Ex 20,1-7; Sal 18; 1Co 1,22-25

Con estas palabras milagrosas comienza la oración colecta de este domingo. Tal es el principio y el fin de todo lo que somos. Tal es nuestro tiempo, impregnado de ella desde que nacemos hasta que morimos. ¿Es el decálogo un código de comportamiento? No, si nos hace vencernos, como acontece tantas veces, en la moralina; sí, cuando en ellos encontramos el desparramamiento en nuestra vida, en nuestra acción, en todo lo que somos, de la misericordia con la que nos trata el Señor. Porque sus palabras son de vida eterna. Su Palabra, con la que hizo cielos y tierra, vierte toda nuestra vida a esa que es la vida de Dios .

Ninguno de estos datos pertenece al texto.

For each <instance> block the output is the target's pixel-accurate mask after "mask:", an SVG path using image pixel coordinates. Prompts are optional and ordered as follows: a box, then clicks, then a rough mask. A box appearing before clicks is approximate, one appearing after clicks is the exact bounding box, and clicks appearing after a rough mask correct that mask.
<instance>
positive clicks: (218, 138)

¿Por qué Dios, el Señor, es misericordioso con nosotros? ¿Es que nosotros tenemos el mérito de que él sea así con nosotros? Mírese cada uno a sí mismo en este tiempo de cuaresma. Mira también a la Iglesia en tantos de sus comportamientos. Y, sin ser dignos de esa misericordia, pues nuestro olvido de Dios y nuestra fragilidad son proverbiales, llevándonos con tanta facilidad al olvido del Señor, ¿por qué el sí? ¿Qué hemos hecho nosotros para que derrame tal cúmulo de gracia, absolutamente inmerecida, sobre nosotros? Pues también nosotros hemos convertido la casa de Dios en cueva de bandidos, de manera que Jesús debe sacarnos de ella a los puros latigazos. Nosotros, que somos templo del Espíritu, en donde este con voz desgarradora grita dentro, en nuestro interior, y con nuestra propia voz: Abba, Padre.

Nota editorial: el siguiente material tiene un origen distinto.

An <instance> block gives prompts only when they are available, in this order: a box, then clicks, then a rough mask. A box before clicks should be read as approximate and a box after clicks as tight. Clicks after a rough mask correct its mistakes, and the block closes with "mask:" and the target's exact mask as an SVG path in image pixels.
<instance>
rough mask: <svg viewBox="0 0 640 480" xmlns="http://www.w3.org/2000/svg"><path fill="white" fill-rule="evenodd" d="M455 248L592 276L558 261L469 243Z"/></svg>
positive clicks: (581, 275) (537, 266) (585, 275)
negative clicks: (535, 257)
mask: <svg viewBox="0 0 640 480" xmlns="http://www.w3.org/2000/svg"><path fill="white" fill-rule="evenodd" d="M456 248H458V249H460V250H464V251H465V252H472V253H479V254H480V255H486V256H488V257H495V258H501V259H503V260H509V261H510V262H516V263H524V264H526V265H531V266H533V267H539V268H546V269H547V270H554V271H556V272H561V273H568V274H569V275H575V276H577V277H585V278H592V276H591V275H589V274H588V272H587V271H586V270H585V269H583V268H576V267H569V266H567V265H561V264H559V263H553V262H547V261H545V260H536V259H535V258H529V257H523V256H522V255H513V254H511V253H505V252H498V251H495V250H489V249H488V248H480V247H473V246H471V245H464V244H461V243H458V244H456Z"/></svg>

Misterio de corrupción y misterio de gracia. ¿Por qué tanto empeño en nosotros, tan poca cosa, carne seca, reblandecida? Asombra ese designio que se da en el Dios Uno y Trino, el de enviar en carne mortal al Hijo, para que se haga uno de nosotros, en todo igual a nosotros, excepto en el pecado. Igual en debilidades y también en fragilidad. ¿Qué vio Dios en nosotros para espiar el momento para hacerse uno de nosotros? Misterio asombroso de la encarnación. El Verbo de Dios se hace carne, y en ella vive durante treinta años una vida oscura, como lo es la nuestra. Y cuando proclama el reino de Dios, con palabras y con hechos, es acusado de blasfemo y depositado cruelmente en la cruz. ¿Por qué Dios, el que parecería el Impasible, aúna su misericordia con el sacrificio de la cruz? ¿Que?, ¿acaso pensaremos que el Padre y el Espíritu, mientras tanto, silbaban mirando hacia otro lado?

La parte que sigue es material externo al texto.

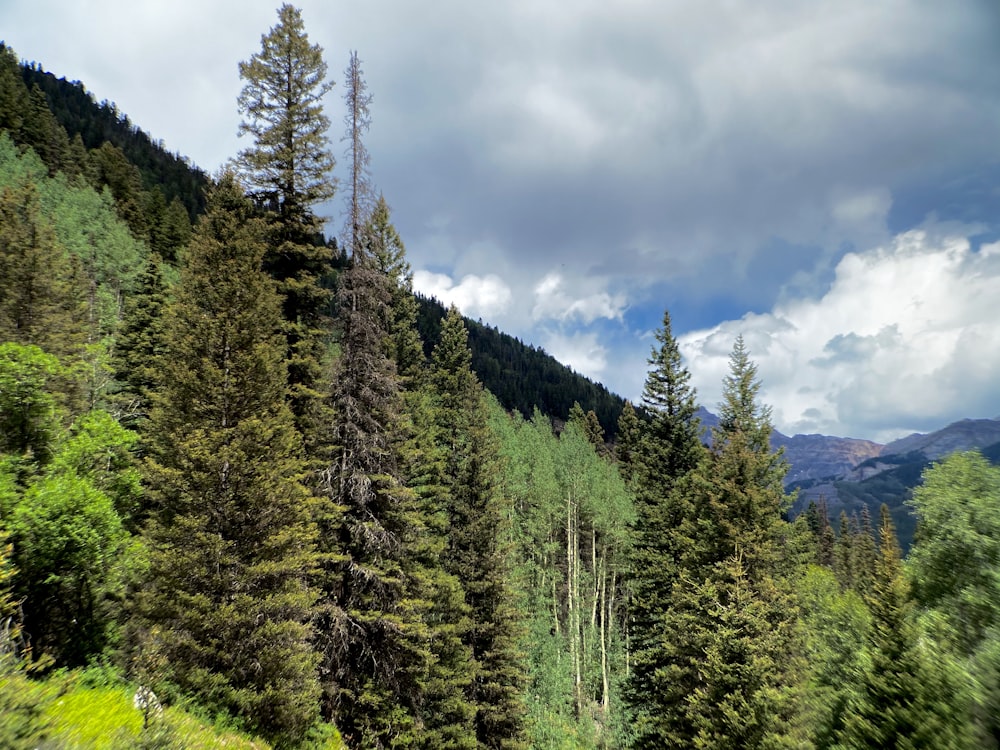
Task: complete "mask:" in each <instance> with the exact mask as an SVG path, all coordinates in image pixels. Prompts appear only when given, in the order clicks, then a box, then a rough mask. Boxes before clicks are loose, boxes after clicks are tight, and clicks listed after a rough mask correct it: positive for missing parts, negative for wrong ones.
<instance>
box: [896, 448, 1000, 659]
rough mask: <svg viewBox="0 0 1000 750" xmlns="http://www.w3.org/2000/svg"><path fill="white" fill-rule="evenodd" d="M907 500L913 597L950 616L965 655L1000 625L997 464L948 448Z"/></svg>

Predicamos a Cristo crucificado, nos dice el gran Pablo, escándalo para los judíos y necedad para los gentiles. ¿Cómo se concibe, pues, el misterio de la misericordia? Es obvio, si quien muere clavado en la cruz no es el Hijo del hombre, uno con quien es la segunda persona del Dios Uno y Trino, lo que decimos vivir es una paparruchada. ¿Me bastaría con que fuera un buen hombre, el mejor, quizá, porque Dios sabe escoger bien? Si así fuera, mi bondad debería ser pura mímesis de la suya: Jesús sería mi héroe, y querría ser como él. Mas, qué poco cambiaría mi ser esta mera imitación. Qué poco habría de durar. Necesito que cambie la enteridad de mi carne. Necesito a mi carne como la suya. No necesito mímesis, es decir, mera imitación, sino sacramentalidad.  Necesito que, tras la lanzada, del cuerpo muerto en la cruz salga sangre y agua, bautismo y eucaristía. Necesito la torrentera de la gracia. Necesito el sacrificio de la cruz en el que el Dios impasible grita de abandono y de dolor.